A esto hay que añadir los problemas del enfoque plebiscitario para definir el sujeto de decisión. Uno: si son todos los afectados quienes deberían poder decidir, como muchos defienden, no olvidemos entonces que una eventual secesión afectaría al resto de españoles, al reducir sus derechos. Por ejemplo, los de un ourensano a ser tratado en el Instituto Catalán de Oncología. Que solo el 29% de los catalanes apoyara la DUI sugiere que, incluso para muchos independentistas, la secesión no es viable sin previa autorización del resto de españoles (un 57% de los cuales apoyaría un referéndum pactado). Otro problema: si la voluntad democrática es lo que legitima la secesión, entonces un referéndum a tal efecto debería autorizar que las partes del territorio con una mayoría contraria –quizá, por ejemplo, la provincia de Barcelona– siguieran formando parte del Estado matriz, tal como establece la Ley de Claridad canadiense.
Quienes, para sortear estas dos implicaciones, apelan a una identidad propia y compartida por todos los catalanes, se decantan por otra vía, la adscriptiva, según la cual cada nación merece un Estado propio, a fin de preservar su identidad. Dejando sus problemas generales de lado (22 lenguas minoritarias oficiales tiene India, 36 Bolivia, 15 Zimbabwe: ¿en otros tantos Estados deberían fragmentarse?), lo cierto es que la vía adscriptiva ha sido progresivamente marginada en el discurso secesionista. No por falta de alusiones a una identidad propiamente catalana –por genética, lengua o supuesta laboriosidad–, ni por el mestizaje de su clase política: en 2016 solo 32 de los 135 parlamentarios tenía alguno de los apellidos más frecuentes en Cataluña. Lo ha sido por la necesidad de atraer el apoyo castellanohablante y de clase en una sociedad en la que el 55% de la población tiene el castellano como lengua materna y en la que el 32% llega con dificultad o mucha dificultad a fin de mes. Con resultados modestos, sin embargo: castellanohablantes y clases bajas no solo siguen oponiéndose ampliamente a la independencia. Els altres catalans de Paco Candel están ahora movilizados.

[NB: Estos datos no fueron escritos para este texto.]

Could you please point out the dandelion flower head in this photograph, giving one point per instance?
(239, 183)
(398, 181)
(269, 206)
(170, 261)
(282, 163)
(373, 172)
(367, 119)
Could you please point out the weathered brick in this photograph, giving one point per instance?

El dilema Brest-Litovsk al que conduce la vía remedial no es, pues, meramente circunstancial. Se debe en parte a las dificultades del bloque independentista para recorrer otras vías. No debería sorprendernos que la estrategia remedial vaya a dominar la batalla ideológica sobre la secesión, durante y después de la campaña electoral. Y bien estaría que los no independentistas dieran esa batalla, más allá de su apelación a la ley.